Reprezentacja Polski przeżywa ostatnio trudne chwile. Mimo stosunkowo łatwej grupy Polacy nie awansowali bezpośrednio na Euro 2024. Jan Tomaszewki, były bramkarz, skrytykował decyzje podejmowane przez Cezarego Kuleszę, prezesa PZPN.
Mocne słowa legendarnego bramkarza na temat doboru selekcjonerów
W styczniu 2023 roku Cezary Kulesza powołał na selekcjonera reprezentacji Polski Fernando Santosa. Klęska w eliminacjach Euro 2024 sprawiła, że prezes PZPN był zmuszony zrezygnować z usług Portugalczyka. Ostatecznie postawił na Michała Probierza, mimo że wielu ekspertów widziało w tej roli Marka Papszuna.

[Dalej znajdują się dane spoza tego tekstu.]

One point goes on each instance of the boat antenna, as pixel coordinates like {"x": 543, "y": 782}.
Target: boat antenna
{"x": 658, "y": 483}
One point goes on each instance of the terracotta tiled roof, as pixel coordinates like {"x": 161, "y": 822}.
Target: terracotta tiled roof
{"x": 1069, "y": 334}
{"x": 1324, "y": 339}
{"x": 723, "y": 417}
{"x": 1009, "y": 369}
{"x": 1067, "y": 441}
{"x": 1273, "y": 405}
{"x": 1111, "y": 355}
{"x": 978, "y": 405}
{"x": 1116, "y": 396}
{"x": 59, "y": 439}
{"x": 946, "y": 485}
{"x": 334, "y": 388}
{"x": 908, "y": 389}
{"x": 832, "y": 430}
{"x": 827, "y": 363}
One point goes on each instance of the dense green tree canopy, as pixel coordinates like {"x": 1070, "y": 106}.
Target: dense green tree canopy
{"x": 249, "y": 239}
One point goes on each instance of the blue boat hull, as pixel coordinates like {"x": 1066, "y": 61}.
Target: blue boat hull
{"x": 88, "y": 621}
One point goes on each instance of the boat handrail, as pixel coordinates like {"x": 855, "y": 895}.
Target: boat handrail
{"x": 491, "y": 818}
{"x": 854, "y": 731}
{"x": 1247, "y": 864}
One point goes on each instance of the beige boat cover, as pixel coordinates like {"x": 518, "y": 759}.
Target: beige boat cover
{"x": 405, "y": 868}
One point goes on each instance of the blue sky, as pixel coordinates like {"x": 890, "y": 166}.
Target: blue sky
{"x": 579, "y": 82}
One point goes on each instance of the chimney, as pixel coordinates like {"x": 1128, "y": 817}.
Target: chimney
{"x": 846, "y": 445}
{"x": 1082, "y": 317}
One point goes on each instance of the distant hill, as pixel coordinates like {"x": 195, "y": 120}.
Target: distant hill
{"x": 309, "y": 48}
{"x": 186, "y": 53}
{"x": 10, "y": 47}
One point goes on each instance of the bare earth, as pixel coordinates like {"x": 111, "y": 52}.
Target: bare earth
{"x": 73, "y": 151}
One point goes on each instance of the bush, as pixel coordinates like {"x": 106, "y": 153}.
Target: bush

Jan Tomaszewski, były bramkarz kadry, w dosadny sposób skomentował ostatnie działania związku:
Nie może być tak, że prezes sam decyduje o selekcjonerze! Niech to będzie jakaś grupa, bo prezes dwa razy się już sparzył. Kto doradza Cezaremu Kuleszy!? Ludzie, którzy nie mają zielonego pojęcia o profesjonalnej piłce… Przecież on tego sam nie wymyślił
- powiedział były bramkarz.
Legendarny golkiper obstawia, że Walijczycy pokonają u siebie Finów. Uważa jednak, że wyspiarze mogą być bardziej zmęczeni w finale i to jest dla nas szansa. Cieszy się zarazem, że na naszej drodze nie staną Ukraińcy.
Mecze barażowe odbędą się w marcu 2024 - najpierw zmierzymy się z Estończykami (21. marca), a następnie z lepszym w starciu Walia-Finlandia (26. marca).